Cette convention, qui fixait les droits des deux États, privait la Magellanie de son indépendance. Qu’allait faire le Kaw-djer, dont le pied foulerait désormais un sol devenu chilien?

Ce fut le 25 février qu’on eut connaissance du traité à l’Ile Neuve, où Karroly, au retour d’un pilotage, en apporta la nouvelle.
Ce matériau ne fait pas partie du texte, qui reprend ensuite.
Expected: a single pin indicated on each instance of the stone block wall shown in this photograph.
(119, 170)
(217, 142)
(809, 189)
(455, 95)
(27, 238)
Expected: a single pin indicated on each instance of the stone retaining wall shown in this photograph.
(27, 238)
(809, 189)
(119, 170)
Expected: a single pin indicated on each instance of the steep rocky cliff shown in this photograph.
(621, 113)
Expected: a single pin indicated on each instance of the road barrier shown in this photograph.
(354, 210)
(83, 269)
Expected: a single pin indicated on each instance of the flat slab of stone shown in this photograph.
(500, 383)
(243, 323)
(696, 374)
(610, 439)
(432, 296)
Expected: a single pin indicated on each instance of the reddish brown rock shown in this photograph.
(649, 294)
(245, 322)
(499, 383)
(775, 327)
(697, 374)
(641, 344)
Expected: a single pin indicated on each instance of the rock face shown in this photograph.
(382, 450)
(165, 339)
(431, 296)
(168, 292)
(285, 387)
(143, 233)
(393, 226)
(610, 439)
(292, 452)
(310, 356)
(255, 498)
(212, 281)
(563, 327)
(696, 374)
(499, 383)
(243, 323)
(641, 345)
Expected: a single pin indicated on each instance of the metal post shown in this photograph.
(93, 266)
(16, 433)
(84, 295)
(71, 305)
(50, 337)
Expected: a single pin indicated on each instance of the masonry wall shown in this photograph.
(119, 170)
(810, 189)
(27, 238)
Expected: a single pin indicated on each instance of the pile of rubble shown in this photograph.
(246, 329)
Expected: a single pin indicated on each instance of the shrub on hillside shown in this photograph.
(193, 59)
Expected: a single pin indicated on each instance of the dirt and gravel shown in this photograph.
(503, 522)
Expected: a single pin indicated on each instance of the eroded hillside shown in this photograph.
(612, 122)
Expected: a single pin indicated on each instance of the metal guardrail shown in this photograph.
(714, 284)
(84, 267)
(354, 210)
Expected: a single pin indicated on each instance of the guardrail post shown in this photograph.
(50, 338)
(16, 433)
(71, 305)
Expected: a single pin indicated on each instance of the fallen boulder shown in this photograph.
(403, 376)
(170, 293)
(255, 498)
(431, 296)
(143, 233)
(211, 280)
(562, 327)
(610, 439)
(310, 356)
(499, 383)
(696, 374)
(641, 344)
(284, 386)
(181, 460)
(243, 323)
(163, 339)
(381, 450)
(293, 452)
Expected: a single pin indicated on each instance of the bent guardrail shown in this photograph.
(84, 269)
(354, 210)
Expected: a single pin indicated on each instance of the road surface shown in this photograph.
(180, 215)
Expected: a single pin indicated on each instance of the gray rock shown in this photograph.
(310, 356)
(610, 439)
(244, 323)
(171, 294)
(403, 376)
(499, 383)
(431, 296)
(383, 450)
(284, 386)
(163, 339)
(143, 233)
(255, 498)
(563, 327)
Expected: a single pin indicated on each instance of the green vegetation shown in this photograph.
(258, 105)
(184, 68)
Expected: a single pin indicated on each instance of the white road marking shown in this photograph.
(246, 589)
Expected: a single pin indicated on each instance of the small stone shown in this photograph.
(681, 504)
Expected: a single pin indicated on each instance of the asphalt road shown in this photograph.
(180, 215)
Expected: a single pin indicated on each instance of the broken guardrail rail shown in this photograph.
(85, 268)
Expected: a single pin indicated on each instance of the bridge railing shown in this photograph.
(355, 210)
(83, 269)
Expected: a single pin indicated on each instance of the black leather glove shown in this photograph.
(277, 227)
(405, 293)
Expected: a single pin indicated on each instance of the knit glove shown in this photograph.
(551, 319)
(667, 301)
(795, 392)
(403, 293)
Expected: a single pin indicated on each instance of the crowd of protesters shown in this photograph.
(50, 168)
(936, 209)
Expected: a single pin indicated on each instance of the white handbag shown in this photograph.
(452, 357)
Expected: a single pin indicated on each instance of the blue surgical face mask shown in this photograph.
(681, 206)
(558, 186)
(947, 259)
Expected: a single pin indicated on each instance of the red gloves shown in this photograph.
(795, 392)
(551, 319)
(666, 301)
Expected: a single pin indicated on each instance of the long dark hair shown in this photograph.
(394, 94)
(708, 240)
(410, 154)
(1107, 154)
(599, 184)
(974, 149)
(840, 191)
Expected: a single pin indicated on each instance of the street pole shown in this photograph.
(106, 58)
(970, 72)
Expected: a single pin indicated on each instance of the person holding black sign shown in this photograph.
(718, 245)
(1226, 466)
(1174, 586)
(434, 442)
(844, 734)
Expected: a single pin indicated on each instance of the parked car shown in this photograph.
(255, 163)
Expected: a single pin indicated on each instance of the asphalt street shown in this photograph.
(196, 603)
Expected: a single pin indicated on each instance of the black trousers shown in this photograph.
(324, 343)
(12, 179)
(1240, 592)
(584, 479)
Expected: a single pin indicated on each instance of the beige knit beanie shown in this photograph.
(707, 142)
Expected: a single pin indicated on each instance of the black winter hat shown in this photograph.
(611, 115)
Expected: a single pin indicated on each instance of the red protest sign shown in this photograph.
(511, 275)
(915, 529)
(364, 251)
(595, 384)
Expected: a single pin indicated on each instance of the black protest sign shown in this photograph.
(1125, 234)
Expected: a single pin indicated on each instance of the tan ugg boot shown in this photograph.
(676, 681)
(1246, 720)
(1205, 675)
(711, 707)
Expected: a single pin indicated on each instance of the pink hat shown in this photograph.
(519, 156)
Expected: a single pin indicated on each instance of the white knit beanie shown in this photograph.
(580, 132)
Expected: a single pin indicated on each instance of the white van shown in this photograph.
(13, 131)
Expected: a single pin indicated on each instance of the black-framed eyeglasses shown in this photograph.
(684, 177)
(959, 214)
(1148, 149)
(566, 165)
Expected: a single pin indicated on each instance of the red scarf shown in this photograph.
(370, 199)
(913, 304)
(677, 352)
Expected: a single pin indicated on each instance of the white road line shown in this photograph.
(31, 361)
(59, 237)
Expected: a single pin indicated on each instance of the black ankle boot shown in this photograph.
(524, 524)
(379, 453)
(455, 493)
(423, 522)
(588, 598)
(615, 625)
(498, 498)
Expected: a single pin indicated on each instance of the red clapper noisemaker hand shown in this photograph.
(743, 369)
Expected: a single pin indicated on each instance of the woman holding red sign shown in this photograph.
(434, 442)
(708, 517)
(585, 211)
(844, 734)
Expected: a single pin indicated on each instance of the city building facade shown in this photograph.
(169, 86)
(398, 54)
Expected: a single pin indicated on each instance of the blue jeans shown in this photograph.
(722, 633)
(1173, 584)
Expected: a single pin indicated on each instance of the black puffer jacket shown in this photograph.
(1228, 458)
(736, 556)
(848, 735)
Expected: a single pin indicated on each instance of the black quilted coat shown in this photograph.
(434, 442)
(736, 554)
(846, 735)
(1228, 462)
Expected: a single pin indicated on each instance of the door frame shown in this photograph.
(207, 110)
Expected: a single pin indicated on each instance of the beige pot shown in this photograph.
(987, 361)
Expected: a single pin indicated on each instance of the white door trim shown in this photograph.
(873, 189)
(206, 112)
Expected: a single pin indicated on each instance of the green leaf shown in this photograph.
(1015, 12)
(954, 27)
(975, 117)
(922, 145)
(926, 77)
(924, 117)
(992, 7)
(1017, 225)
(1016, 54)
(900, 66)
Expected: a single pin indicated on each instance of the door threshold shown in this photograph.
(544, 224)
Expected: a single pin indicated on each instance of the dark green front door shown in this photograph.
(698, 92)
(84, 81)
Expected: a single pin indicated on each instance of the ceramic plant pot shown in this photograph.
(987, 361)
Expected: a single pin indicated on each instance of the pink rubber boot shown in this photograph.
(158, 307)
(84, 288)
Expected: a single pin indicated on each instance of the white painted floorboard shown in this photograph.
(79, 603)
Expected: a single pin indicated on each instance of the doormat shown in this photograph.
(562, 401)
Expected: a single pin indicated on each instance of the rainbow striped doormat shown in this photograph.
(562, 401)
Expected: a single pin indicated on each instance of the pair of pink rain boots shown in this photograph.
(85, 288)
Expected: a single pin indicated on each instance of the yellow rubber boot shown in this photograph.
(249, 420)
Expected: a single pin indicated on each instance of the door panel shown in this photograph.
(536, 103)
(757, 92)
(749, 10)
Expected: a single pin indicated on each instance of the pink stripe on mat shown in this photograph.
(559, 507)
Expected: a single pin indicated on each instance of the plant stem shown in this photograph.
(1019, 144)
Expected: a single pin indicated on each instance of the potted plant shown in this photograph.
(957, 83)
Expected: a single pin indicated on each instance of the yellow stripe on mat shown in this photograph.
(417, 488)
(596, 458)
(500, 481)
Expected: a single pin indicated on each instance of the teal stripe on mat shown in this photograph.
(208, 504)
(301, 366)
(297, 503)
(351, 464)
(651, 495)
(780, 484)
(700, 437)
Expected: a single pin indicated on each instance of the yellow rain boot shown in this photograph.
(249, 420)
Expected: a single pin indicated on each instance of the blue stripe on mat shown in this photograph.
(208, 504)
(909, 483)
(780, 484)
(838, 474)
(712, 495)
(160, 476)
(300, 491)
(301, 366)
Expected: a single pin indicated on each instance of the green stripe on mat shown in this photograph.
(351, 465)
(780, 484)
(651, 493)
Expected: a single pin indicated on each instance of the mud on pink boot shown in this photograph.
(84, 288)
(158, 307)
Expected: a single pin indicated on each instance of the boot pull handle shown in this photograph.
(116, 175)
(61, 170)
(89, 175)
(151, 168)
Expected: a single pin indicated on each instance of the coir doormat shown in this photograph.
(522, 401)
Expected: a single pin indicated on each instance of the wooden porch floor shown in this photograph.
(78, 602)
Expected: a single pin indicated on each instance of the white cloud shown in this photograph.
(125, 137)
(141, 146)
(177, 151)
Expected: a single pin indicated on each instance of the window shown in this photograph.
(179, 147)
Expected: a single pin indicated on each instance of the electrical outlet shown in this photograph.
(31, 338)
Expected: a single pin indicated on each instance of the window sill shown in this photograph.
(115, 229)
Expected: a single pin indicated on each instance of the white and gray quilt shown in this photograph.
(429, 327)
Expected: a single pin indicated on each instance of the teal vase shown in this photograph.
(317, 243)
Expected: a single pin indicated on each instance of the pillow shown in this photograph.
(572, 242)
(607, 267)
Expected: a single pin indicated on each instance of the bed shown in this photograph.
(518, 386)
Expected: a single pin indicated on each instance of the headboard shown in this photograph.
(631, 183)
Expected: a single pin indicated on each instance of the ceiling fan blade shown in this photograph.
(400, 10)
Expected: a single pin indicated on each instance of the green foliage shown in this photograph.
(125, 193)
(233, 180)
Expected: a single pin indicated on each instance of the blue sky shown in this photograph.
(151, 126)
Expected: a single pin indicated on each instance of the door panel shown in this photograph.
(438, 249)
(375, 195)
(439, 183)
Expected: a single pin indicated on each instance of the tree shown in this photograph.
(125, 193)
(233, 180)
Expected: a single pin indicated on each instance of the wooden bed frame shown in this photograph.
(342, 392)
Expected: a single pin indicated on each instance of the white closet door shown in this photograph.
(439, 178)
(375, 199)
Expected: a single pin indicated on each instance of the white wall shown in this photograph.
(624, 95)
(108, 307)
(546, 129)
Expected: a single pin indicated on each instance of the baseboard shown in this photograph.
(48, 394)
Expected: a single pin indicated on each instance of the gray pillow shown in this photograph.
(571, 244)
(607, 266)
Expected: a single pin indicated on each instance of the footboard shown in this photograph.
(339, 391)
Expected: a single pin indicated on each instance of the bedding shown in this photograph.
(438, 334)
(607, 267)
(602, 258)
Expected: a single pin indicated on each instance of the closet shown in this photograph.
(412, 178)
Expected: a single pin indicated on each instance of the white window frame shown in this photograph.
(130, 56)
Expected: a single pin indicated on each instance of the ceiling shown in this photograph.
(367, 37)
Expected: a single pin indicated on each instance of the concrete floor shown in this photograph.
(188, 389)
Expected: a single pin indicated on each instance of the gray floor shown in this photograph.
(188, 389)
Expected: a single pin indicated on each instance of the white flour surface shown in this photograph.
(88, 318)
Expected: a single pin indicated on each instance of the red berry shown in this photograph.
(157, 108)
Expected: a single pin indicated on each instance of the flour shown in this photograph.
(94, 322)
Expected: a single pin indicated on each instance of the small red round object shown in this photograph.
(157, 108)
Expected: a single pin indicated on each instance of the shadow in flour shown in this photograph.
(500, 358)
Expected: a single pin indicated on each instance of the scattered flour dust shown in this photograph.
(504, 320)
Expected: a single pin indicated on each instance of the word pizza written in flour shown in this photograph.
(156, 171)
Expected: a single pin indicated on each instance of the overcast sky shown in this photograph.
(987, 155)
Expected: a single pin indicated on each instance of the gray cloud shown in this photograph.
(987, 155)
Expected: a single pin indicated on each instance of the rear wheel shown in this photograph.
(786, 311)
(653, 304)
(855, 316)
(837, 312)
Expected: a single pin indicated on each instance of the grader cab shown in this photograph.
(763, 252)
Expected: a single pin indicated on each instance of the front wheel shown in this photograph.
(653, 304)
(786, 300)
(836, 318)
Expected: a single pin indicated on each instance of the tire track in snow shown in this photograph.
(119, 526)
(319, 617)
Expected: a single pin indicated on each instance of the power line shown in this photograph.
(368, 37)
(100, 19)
Le Kaw-djer ne put retenir un mouvement de colère. Pas une parole ne lui échappa, mais ses yeux s’imprégnèrent de haine, et, dans un terrible geste de menace, sa main se tendit vers le Nord. Incapable de maîtriser son agitation, il fit quelques pas désordonnés. On eût dit que le sol se dérobait sous ses pieds, qu’il ne lui offrait plus un point d’appui suffisant.

Enfin, il parvint à reprendre possession de lui-même. Son visage, un instant convulsé, recouvra sa froideur habituelle. Il alla rejoindre Karroly et l’interrogea d’un ton calme.

«La nouvelle est certaine?

—Oui, répondit l’Indien. Je l’ai apprise à Punta-Arenas. Il paraît que deux pavillons sont hissés à l’entrée du détroit sur la Terre de Feu: l’un chilien au cap Orange, l’autre argentin au cap Espiritu Santo.

—Et, demanda le Kaw-djer, toutes les îles au sud du canal du Beagle dépendent du Chili?

—Toutes.

—Même l’Ile Neuve?

—Oui.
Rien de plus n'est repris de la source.